Stephen DiBartolomeo

August 5, 2021

Personal CRMs and email

Finding a good personal CRM always seems to be a perpetual problem. I've tried my fair share - AirTable, Streak, HubSpot, Affinity, and a simple notebook. They all work great in the beginning, until they become too much work to maintain. 

A few weeks ago, I started using Evernote to keep track of knowledge related to work. It's one of the simplest tools to implement into your daily workflow. Whenever you have a call, just create a new note titled that person or company's name. Then tag it with as many topics that come to mind - city, stage, industry, founder, interests, etc. One of the best parts about Everyone is you can search by tag, making it easy to pull up filtered content later on. For example, say I wanted to look up every early stage investor in Austin that I have chatted with, Evernote makes that easy. You can do something similar with google docs, but this is a much smoother method. We'll see how it goes, but for now I like the simplicity of using Evernote.

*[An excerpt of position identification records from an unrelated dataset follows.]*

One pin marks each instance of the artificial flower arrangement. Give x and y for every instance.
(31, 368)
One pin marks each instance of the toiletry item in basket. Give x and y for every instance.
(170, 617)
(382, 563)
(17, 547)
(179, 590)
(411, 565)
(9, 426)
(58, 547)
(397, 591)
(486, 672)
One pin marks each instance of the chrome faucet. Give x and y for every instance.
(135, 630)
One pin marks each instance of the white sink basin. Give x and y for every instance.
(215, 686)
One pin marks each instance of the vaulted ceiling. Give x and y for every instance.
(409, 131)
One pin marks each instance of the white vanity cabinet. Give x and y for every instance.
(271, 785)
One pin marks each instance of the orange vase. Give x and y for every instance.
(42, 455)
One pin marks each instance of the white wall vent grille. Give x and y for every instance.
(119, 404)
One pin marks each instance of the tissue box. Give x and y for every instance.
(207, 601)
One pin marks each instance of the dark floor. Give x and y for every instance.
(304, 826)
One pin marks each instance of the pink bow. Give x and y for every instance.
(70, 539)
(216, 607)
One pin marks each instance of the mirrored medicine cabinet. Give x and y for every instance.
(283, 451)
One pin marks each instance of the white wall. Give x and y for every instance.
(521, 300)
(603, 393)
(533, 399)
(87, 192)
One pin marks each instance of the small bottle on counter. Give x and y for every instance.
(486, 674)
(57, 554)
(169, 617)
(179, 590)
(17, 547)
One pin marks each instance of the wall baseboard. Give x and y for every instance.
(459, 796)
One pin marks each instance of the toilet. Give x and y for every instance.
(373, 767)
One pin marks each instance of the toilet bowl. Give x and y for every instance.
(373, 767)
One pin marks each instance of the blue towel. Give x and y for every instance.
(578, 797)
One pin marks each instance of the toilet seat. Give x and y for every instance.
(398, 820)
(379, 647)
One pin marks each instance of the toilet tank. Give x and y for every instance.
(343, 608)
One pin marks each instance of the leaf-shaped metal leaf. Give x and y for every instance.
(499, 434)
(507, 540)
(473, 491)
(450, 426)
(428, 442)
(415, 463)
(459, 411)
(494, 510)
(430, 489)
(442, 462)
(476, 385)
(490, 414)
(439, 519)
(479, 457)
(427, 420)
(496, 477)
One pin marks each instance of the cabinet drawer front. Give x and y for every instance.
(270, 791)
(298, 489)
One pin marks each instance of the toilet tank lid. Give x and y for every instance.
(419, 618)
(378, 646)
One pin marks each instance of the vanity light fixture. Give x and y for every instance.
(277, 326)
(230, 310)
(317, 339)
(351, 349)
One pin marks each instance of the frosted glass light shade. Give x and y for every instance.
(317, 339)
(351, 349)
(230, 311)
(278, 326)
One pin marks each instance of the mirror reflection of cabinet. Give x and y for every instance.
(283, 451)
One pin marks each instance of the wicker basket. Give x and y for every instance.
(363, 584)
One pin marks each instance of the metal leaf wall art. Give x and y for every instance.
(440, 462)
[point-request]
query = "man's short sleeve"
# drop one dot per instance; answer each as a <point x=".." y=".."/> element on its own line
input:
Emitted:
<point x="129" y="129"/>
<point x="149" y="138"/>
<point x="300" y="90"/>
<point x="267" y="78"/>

That being said, what most software mentioned above fails to do well is integrate with email, which is really the ultimate CRM. In venture, email is king. We rarely use Slack or any other messaging apps. Investors, lawyers, institutions, and advisors all prefer email. It's how deals get done.

So maybe instead of building a tool that can integrate seamlessly with email, email needs to be upgraded to better track all of your conversations with people and companies. I'm surprised Google hasn't put more effort into this. They already own email, why can't they own contact management too?